Huge News!Announcing our $40M Series B led by Abstract Ventures.Learn More
Socket
Sign inDemoInstall
Socket

spidey-mongo

Package Overview
Dependencies
Maintainers
1
Alerts
File Explorer

Advanced tools

Socket logo

Install Socket

Detect and block malicious and high-risk dependencies

Install

spidey-mongo

  • 0.3.0
  • Rubygems
  • Socket score

Version published
Maintainers
1
Created
Source

Spidey-Mongo

Build Status Gem Version

This gem implements a MongoDB back-end for Spidey, a very simple framework for crawling and scraping web sites.

See Spidey's documentation for a basic example spider class.

The default implementation stores the queue of URLs being crawled, any generated results, and errors as attributes on the spider instance (i.e., in memory). By including this gem's module, spider implementations can store them in a MongoDB database instead.

Usage

Install the gem

gem install spidey-mongo

mongo versus moped

Spidey-Mongo provides three strategies:

  • Spidey::Strategies::Mongo: Compatible with Mongo Ruby Driver 1.x, mongo
  • Spidey::Strategies::Mongo2: Compatible with Mongo Ruby Driver 2.x, mongo, e.g., for use with Mongoid 5.x
  • Spidey::Strategies::Moped: Compatible with the moped 2.x, e.g., for use with Mongoid 3.x and 4.x

You can include either strategy in your classes, as appropriate. All the examples in this README assume Spidey::Strategies::Mongo.

Example spider class

class EbaySpider < Spidey::AbstractSpider
  include Spidey::Strategies::Mongo

  handle "http://www.ebay.com", :process_home

  def process_home(page, default_data = {})
    # ...
  end
end

Invocation

The spider's constructor accepts new parameters for each of the MongoDB collections to employ: url_collection, result_collection, and error_collection.
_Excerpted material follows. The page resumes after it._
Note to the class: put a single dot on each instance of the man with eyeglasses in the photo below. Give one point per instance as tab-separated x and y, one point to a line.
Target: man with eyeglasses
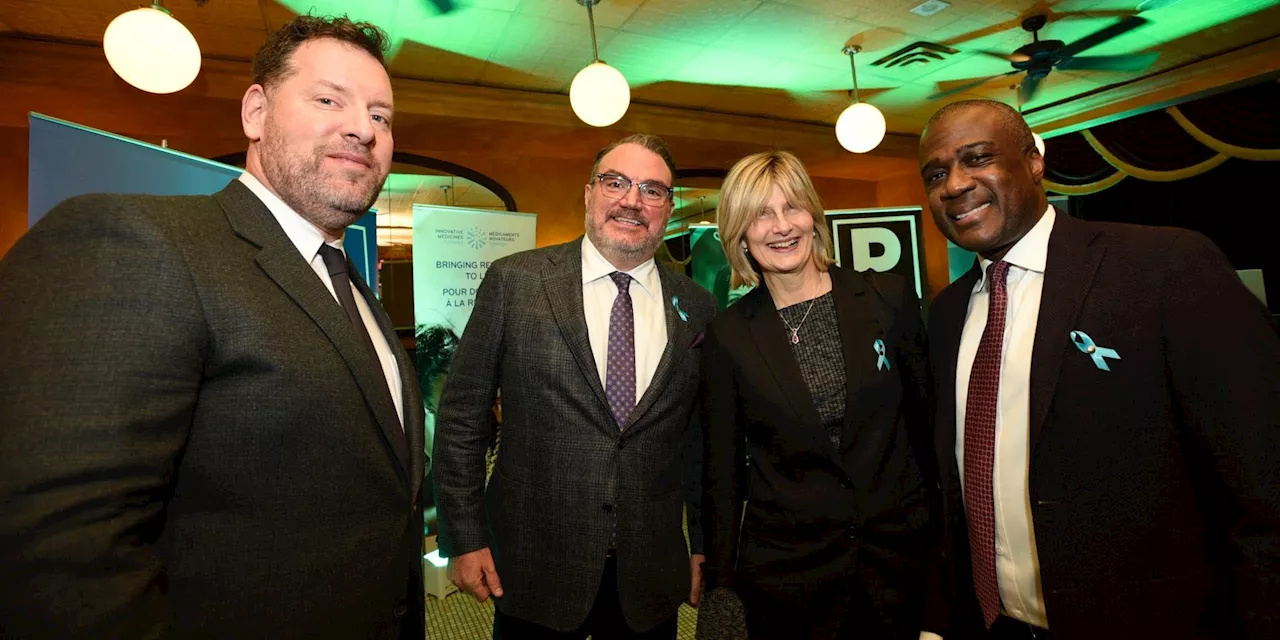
594	348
db = Mongo::Connection.new['example']

spider = EbaySpider.new(
  url_collection: db['urls'],
  result_collection: db['results'],
  error_collection: db['errors'])

With persistent storage of the URL-crawling queue, it's now possible to stop crawling and resume at a later point. The crawl method accepts a new optional crawl_for parameter specifying the number of seconds after which to stop.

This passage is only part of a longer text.